Understanding the Bleeding Risk
The FDA explicitly warns that combining apixaban with SSRIs (like escitalopram) increases bleeding risk because SSRIs affect platelet function 1. However, this does not mean you will experience severe bleeding—it means you need to be vigilant about recognizing bleeding symptoms.
What the Evidence Shows About Bleeding Rates
- In major clinical trials, apixaban demonstrated lower rates of major bleeding and intracranial hemorrhage compared to warfarin in patients with atrial fibrillation 2
- The ARISTOTLE trial showed apixaban had superior safety profiles with reduced bleeding complications compared to traditional anticoagulation 3
- Major bleeding occurred in approximately 2-7% of patients taking apixaban in clinical trials, with most bleeding events being manageable 4, 2
- Fatal bleeding is rare—in cancer patients (a higher-risk population), there were no fatal bleeds with apixaban in one major study 4
Critical Warning Signs to Monitor
You must seek immediate medical attention if you experience any of these bleeding symptoms 1:
- Unusual or prolonged bleeding from gums or frequent nosebleeds
- Red, pink, or brown urine
- Red or black stools (appearing tar-like)

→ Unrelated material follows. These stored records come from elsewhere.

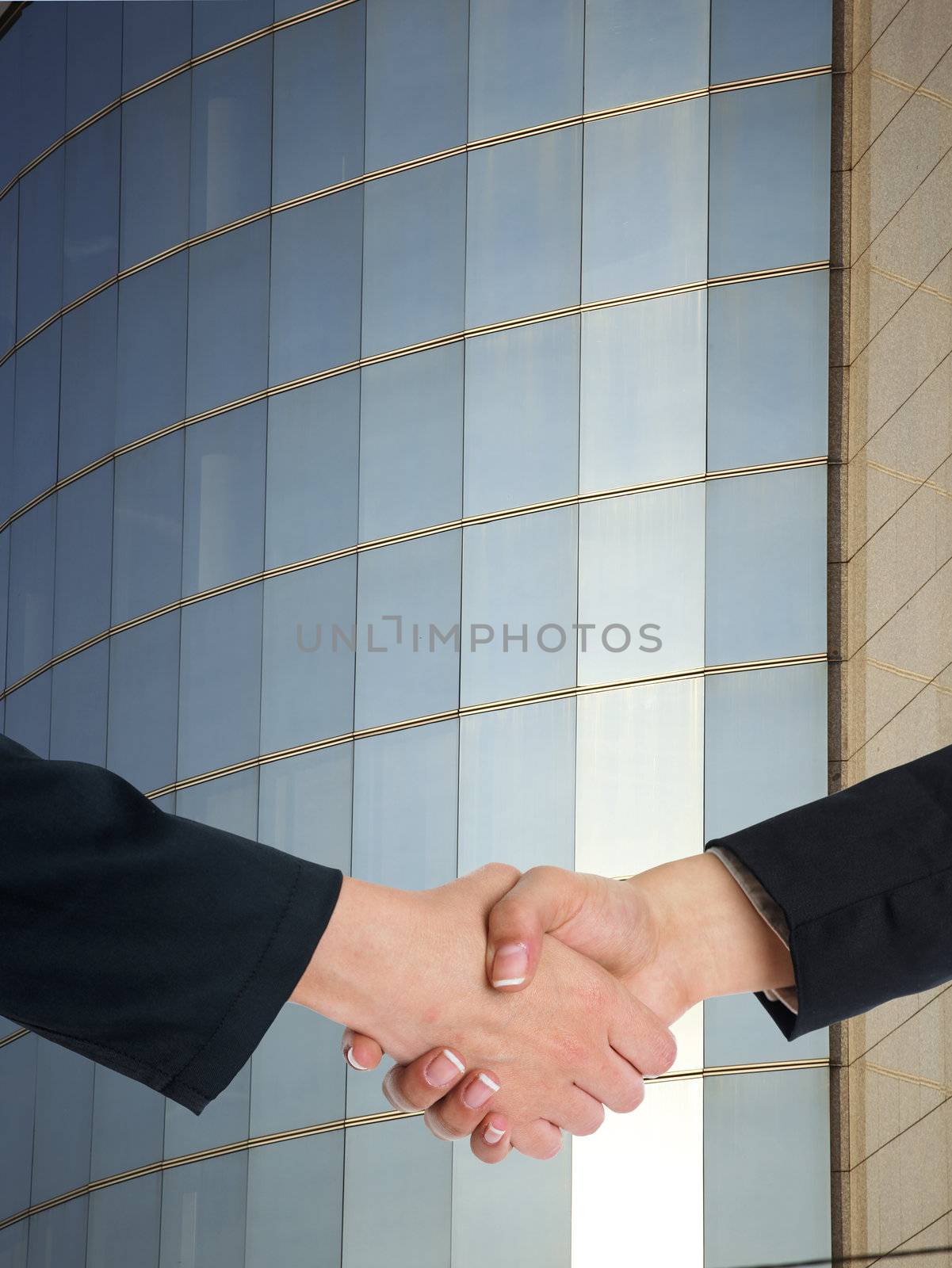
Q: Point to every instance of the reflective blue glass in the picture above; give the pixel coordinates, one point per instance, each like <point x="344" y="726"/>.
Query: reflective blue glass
<point x="411" y="441"/>
<point x="319" y="103"/>
<point x="316" y="285"/>
<point x="155" y="168"/>
<point x="231" y="133"/>
<point x="414" y="255"/>
<point x="312" y="471"/>
<point x="416" y="79"/>
<point x="525" y="63"/>
<point x="227" y="317"/>
<point x="524" y="219"/>
<point x="770" y="177"/>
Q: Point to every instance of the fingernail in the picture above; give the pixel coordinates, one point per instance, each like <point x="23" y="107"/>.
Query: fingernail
<point x="480" y="1090"/>
<point x="442" y="1068"/>
<point x="511" y="964"/>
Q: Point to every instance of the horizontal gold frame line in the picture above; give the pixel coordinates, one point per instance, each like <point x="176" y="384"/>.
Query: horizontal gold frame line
<point x="488" y="707"/>
<point x="346" y="1124"/>
<point x="378" y="174"/>
<point x="408" y="350"/>
<point x="397" y="539"/>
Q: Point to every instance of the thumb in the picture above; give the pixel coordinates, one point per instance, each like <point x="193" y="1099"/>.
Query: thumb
<point x="539" y="902"/>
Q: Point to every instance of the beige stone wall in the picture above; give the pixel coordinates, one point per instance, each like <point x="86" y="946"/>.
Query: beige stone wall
<point x="892" y="568"/>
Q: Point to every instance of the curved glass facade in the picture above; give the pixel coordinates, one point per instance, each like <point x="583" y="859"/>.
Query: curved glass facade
<point x="412" y="453"/>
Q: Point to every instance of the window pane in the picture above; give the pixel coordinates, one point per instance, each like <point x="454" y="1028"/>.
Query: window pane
<point x="518" y="784"/>
<point x="419" y="671"/>
<point x="147" y="528"/>
<point x="319" y="103"/>
<point x="414" y="255"/>
<point x="525" y="63"/>
<point x="228" y="317"/>
<point x="766" y="566"/>
<point x="416" y="79"/>
<point x="155" y="166"/>
<point x="316" y="285"/>
<point x="752" y="37"/>
<point x="637" y="52"/>
<point x="518" y="606"/>
<point x="312" y="471"/>
<point x="770" y="177"/>
<point x="522" y="441"/>
<point x="411" y="441"/>
<point x="224" y="498"/>
<point x="524" y="215"/>
<point x="768" y="371"/>
<point x="151" y="354"/>
<point x="640" y="590"/>
<point x="643" y="392"/>
<point x="231" y="132"/>
<point x="645" y="198"/>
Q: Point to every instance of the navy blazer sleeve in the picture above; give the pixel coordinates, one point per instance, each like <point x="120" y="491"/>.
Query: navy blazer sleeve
<point x="865" y="881"/>
<point x="154" y="945"/>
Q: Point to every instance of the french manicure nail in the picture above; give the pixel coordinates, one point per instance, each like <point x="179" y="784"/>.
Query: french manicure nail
<point x="480" y="1090"/>
<point x="444" y="1068"/>
<point x="511" y="964"/>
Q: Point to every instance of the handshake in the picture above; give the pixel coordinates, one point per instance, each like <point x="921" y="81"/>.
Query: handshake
<point x="535" y="999"/>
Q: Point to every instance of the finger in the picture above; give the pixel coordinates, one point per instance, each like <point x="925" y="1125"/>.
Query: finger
<point x="421" y="1083"/>
<point x="491" y="1140"/>
<point x="461" y="1113"/>
<point x="360" y="1052"/>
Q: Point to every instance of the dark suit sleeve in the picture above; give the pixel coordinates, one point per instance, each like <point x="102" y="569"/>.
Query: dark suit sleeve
<point x="154" y="945"/>
<point x="865" y="881"/>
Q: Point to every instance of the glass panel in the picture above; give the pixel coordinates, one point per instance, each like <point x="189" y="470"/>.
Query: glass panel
<point x="40" y="268"/>
<point x="770" y="177"/>
<point x="143" y="699"/>
<point x="220" y="682"/>
<point x="84" y="545"/>
<point x="319" y="103"/>
<point x="768" y="371"/>
<point x="228" y="317"/>
<point x="643" y="392"/>
<point x="224" y="529"/>
<point x="147" y="528"/>
<point x="155" y="166"/>
<point x="414" y="255"/>
<point x="765" y="1204"/>
<point x="417" y="585"/>
<point x="88" y="384"/>
<point x="316" y="285"/>
<point x="123" y="1224"/>
<point x="285" y="1223"/>
<point x="411" y="441"/>
<point x="231" y="132"/>
<point x="403" y="1176"/>
<point x="518" y="606"/>
<point x="307" y="690"/>
<point x="78" y="707"/>
<point x="93" y="59"/>
<point x="518" y="785"/>
<point x="522" y="441"/>
<point x="525" y="63"/>
<point x="151" y="354"/>
<point x="766" y="566"/>
<point x="156" y="36"/>
<point x="645" y="193"/>
<point x="640" y="591"/>
<point x="749" y="37"/>
<point x="637" y="52"/>
<point x="416" y="79"/>
<point x="524" y="216"/>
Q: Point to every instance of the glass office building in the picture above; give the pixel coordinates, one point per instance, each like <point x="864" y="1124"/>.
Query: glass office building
<point x="412" y="453"/>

- Coughing up blood or blood clots
- Vomiting blood or vomit that looks like coffee grounds
- Severe headaches, dizziness, or weakness
- Unexpected pain, swelling, or joint pain
- Heavier than normal menstrual or vaginal bleeding
- Bleeding that you cannot control
Risk Mitigation Strategies
Medication Considerations
- Inform all healthcare providers (including dentists) that you take both apixaban and escitalopram before any procedure 1
- Avoid additional bleeding risk medications unless specifically approved by your prescribing physician, including 1:
- Aspirin or aspirin-containing products
- NSAIDs (ibuprofen, naproxen) for chronic use
- Other anticoagulants or antiplatelet agents
Kidney Function Monitoring
- Patients with reduced kidney function have higher apixaban levels and increased bleeding risk 5
- Your creatinine clearance should be monitored, as dose adjustments may be needed if CrCl is reduced 4
Procedure Planning
- Apixaban must be stopped at least 3 days before high bleeding-risk procedures if your kidney function is normal (CrCl >30 mL/min) 4, 6
- Never stop apixaban without consulting your prescribing physician, as this dramatically increases stroke risk 1
- For very high-risk procedures (neurosurgery, spinal procedures), apixaban may need to be stopped up to 5 days in advance 4
Special Populations at Higher Risk
Elderly patients (>75-80 years) may be more susceptible to adverse effects from this drug combination 5. Additionally, patients with:
- Gastrointestinal conditions have higher bleeding risk with apixaban 4
- Antiphospholipid syndrome should not take apixaban due to increased clotting risk 1
The Bottom Line on Safety
The combination is used safely in clinical practice when properly monitored. The key is:
- Recognizing early bleeding symptoms and seeking prompt medical attention 1
- Avoiding additional bleeding-risk medications without medical approval 1
- Never discontinuing apixaban abruptly, as stroke risk increases dramatically 1
- Maintaining regular follow-up with your prescribing physician
Most patients taking this combination do not experience major bleeding, but awareness and appropriate monitoring are essential for safe use 3, 2.